Einen Einzigen, Jan Silberechts, würde man nicht als Vlaamen erkennen. Denn seine Landschaften sind weder schwungvoll, noch leuchten sie in saftiger Buntheit. Eine Kuhmagd und ein kleines Mädchen, am Wege schlafend, sind auf einem Münchener Bilde gemalt. Das blecherne Milchgeschirr steht vor ihnen. Ein paar Schafe grasen. Aus Weiß, Blau, Hellgrün und Grau setzt sich das Ganze zusammen. Ein Bauernhof in Brüssel und ein Kanal in Hannover sind gleichfalls Naturausschnitte von einer Unmittelbarkeit und Wahrheit, die an die Freilichtmalerei der Gegenwart streift. Silberechts, als einer der ersten Landschafter, entdeckte, daß das Sonnenlicht die Dinge nicht goldig, sondern silbern tönt, und hat in seinen schlichten kühl grauen Bildern Werke von sehr moderner Feinheit geschaffen.
Alle übrigen sind breite Bravourmaler, die eine pomphaft festliche Wirkung erstreben. Ueppige Palettentöne mischen sie, metergroße Leinwandflächen bedecken sie mit Bäumen und Flüssen, mit Bergen und Thälern. Der prangend leuchtende, rauschend bewegte Stil der Figurenmalerei ist auch für sie maßgebend. Zwei Hügel, dazwischen ein sandiger Hohlweg, auf dem zwei Reiter in rotem Wams daherkommen, in der Ferne blaue Berge unter tiefbraunem Himmel – das ist eine Landschaft des Lodewyk de Vadder.
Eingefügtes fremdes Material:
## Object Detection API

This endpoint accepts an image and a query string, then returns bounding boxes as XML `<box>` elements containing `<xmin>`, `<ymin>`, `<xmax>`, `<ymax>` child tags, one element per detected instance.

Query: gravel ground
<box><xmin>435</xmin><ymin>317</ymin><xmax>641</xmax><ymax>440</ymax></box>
Jacques d'Artois fand im Park bei Brüssel imposante, prunkvolle Scenerien. Lucas van Uden malte Waldlichtungen, schilfbewachsene Teiche und üppige Wiesen, auf denen fettes Hornvieh lagert. Die beiden Huysmans ließen italienische Landschaften in warmer Farbenglut leuchten, und Jan Peeters, der Marinemaler, folgt gleichfalls dem Programm des Rubens, indem er die See nie im Zustand der Ruhe, nur in Momenten dramatischer Erregung malt.
Die Tier- und Stilllebenmalerei ist durch Frans Snyders, Jan Fyt, Paul de Vos, Pieter Boel und Adriaen van Utrecht vertreten. In ihren Tierstücken stellen sie wie Rubens Löwen und Tiger, Hirsche und Wölfe in wildem Kampf, in schnaubender Leidenschaft dar. In ihren Stillleben häufen sie totes Wildbret und totes Geflügel, Früchte und Hummern, Austern und Fische, Fasanen und Truthühner zu mächtigen Dekorationsstücken zusammen. Wie in den Tierbildern die vlämische Lust an Bewegung und Pathos, kommt bei der Darstellung solch saftiger Leckerbissen die wollüstige Genußfreudigkeit des vlämischen Stammes zum Ausdruck. Mit der Gourmandise des Lebemannes betrachten sie das Schillern der Dinge, die man essen kann, fühlen das Wasser im Munde zusammenlaufen, wenn sie Delikatessen zum Gabelfrühstück anhäufen. Selbst die Blumen, die die üppig ausladenden Barockvasen des Daniel Seghers umschlingen, scheinen unter einer übermächtigen Fülle von Lebenskraft zu ersticken.
Die ganze vlämische Kunst gleicht einem vollblütigen, von kräftiger Nahrung angeschwemmten Körper. Alle malen eine Schöpfung, die gesund ist bis zum Bersten, die überschäumt in fetter Behäbigkeit. Saftige Blumenguirlanden und glanzvolle Stoffe, nackte Menschenleiber und wilde Tiere, Heilige, Genien und Bacchanten weben sie keck sinnenfroh zu farbenfreudigen Bouquets zusammen. Erst van Dyck, der Benjamin der Rubensschule, ging einen anderen Weg.